Anfield'da nefesler tutuldu, kalpler son saniyeye kadar deli gibi attı. Premier Lig'in bu haftaki en çılgın maçlarından biri, adeta bir Hollywood filminin final sahnesi gibi bitti. Liverpool, zorlu rakip Burnley'yi neredeyse beraberliğe mahkum edecekken, 94. dakikada patlayan bir golle tüm hesapları altüst etti.
Maçın ilk yarısı... Aslında hiç de tahmin edildiği gibi geçmedi. Burnley, ezeli rakip karşısında asla pes etmeyen bir tavırla sahaya çıktı. Liverpool'un baskısı ise ilk 45 dakikada bir türlü istenilen verimi getiremedi. Sanki topa her vuruşta bir terslik, bir aksilik vardı. Taraftarların endişeli bakışları tribünlerde dolaşıyordu.
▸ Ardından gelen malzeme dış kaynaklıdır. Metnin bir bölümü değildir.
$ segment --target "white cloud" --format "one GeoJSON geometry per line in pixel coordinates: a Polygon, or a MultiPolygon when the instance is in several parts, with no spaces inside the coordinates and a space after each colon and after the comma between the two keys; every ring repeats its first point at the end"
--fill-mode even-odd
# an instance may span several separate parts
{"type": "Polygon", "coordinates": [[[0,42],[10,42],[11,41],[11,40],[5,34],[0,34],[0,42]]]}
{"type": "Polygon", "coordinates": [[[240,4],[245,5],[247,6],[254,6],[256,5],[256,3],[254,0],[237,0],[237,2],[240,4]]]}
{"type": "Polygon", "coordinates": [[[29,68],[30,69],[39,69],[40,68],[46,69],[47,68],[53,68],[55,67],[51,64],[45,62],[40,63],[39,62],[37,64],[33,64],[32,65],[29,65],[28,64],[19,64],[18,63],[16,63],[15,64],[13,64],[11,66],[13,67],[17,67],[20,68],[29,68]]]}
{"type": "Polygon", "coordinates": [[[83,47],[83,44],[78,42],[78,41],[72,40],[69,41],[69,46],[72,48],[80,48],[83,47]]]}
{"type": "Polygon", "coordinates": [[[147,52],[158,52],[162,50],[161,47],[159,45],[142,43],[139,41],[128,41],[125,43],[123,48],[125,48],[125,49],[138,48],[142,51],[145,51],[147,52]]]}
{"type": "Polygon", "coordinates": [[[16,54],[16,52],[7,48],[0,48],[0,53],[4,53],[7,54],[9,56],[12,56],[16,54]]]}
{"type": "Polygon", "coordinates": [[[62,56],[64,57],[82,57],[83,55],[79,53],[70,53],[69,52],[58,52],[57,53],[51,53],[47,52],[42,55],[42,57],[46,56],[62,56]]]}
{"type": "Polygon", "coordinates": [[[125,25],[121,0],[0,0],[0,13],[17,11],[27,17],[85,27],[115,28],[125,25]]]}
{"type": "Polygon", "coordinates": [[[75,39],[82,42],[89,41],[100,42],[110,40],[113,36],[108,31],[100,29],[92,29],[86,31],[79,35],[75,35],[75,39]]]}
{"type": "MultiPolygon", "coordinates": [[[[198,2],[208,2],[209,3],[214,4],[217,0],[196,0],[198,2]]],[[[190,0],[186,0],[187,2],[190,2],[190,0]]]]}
İkinci yarı ise tam bir rollercoaster'dı. Liverpool öne geçti, Burnley hemen dengeledi. Sonra yine Liverpool farkı yakaladı, Burnley yine pes etmedi ve skora eşitliği getirdi. 2-2'lik skorla dakikalar eriyip giderken, herkes bir puana razı olmuştu. Ama kimse Diogo Jota'ya sormamıştı!
Dakikalar 94'ü gösterdiğinde, top ceza sahasında bir an için boğuşma halindeydi. Sonra bir ayak... Bir vuruş... Ve top ağlarla buluştu! Sessizlik... Ve ardından kopan bir uğultu! Anfield adeta yıkılıyordu. Jota, takımını muhteşem bir galibiyete taşımış, Burnley'e adeta son saniye tokadını atmıştı.
Bu gol, sadece bir galibiyet golü değil, aynı zamanda bir ligde şampiyonluk yarışında atılmış altın değerinde bir goldü. Liverpool taraftarı için unutulmaz anlardan biri daha yaşanmıştı. Burnley ise adeta yıkıldı. Futbol bazen işte böyle acımasız olabiliyor.
Maç sonunda teknik adamların yorumları ise oldukça netti. Liverpool tarafı zaferin haklı gururunu yaşarken, Burnley kampı ise haksız bir yenilginin burukluğunu taşıyordu. Premier Lig'in ne kadar çetin bir lig olduğunu bir kez daha herkese gösteren bir maçtı bu. Ve kimse son saniyeye kadar asla bir şeyin garantisi olmadığını bir kez daha anladı.